Written By: Lee Warren, Prospect Inspectors and Member of CCAR's Affiliate Committee

Most buyers will employ a home inspector on the purchase of a preowned home, typically while in the option period.  However, many consumers do not get an inspection on the purchase of a new construction home.  There are many reasons for this.  Some buyers believe that with it being a brand new home, that there will not be any problems with it.  Many builders will tell prospective buyers that it is a waste of money to pay for a home inspection.

Builders may contend that they go through their own inspections, they also hire third-party inspectors, and then there are the city inspections.  On top of that, there is a one-year warranty on the home that will cover any defects in the home for the first year.
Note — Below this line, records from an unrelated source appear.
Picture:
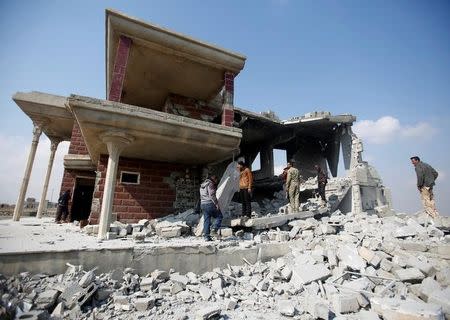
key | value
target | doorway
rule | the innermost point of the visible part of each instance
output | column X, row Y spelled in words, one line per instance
column 82, row 198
The one thing that all of those inspections have in common is that none of them look out for the best interest of the buyer.  On top of this, there are a substantial number of deficiencies that can be discovered when a licensed home inspector performs an inspection on new construction.  The Standards of Practice set forth the minimum set of required items to inspect and test for during the course of an inspection, as set forth by the Texas Real Estate Commission.  None of the builder-mentioned inspections cover the vast majority of these standards.

There are also some builders that will tell buyers that they welcome a third-party inspection, yet when it comes time for that inspection to happen, they put in a number of restrictions that may end up preventing that very inspection.  Restrictions that include making an inspector sign an agreement that limits the scope of their inspection below the required standards that are set forth by the Texas Real Estate Commission, requiring an excessive amount of insurance, naming the builder as an additional insured to the insurance, and waiving the inspector’s right to seek remedy against the builder should the inspector get hurt or die as a direct result of the builder’s gross negligence.  Many inspectors will not sign these agreements, as they are, often times, clearly intended to prevent the third-party inspection of the home and put the inspector in a liable position by doing so.

The purchase of a home is often the largest investment that a buyer will make in their lives.  Just because it’s new does not mean that it is done correctly.  When helping your client shop around for new construction, pay special attention to the builders that they may end up choosing.  Have a conversation with the builder on their position about third-party inspections.  By determining the builder’s position up front, you may help your client avoid an unforeseen roadblock to getting their new home inspected when the time comes.  By the time the items could be caught during the warranty period, how much headache will your client endure to having it corrected.  Furthermore, there is no guarantee that the deficiency will reveal itself prior to the warranty expiring.  At that point, your client may be on the hook for a defect that could have been caught by a licensed inspector at the beginning of the process.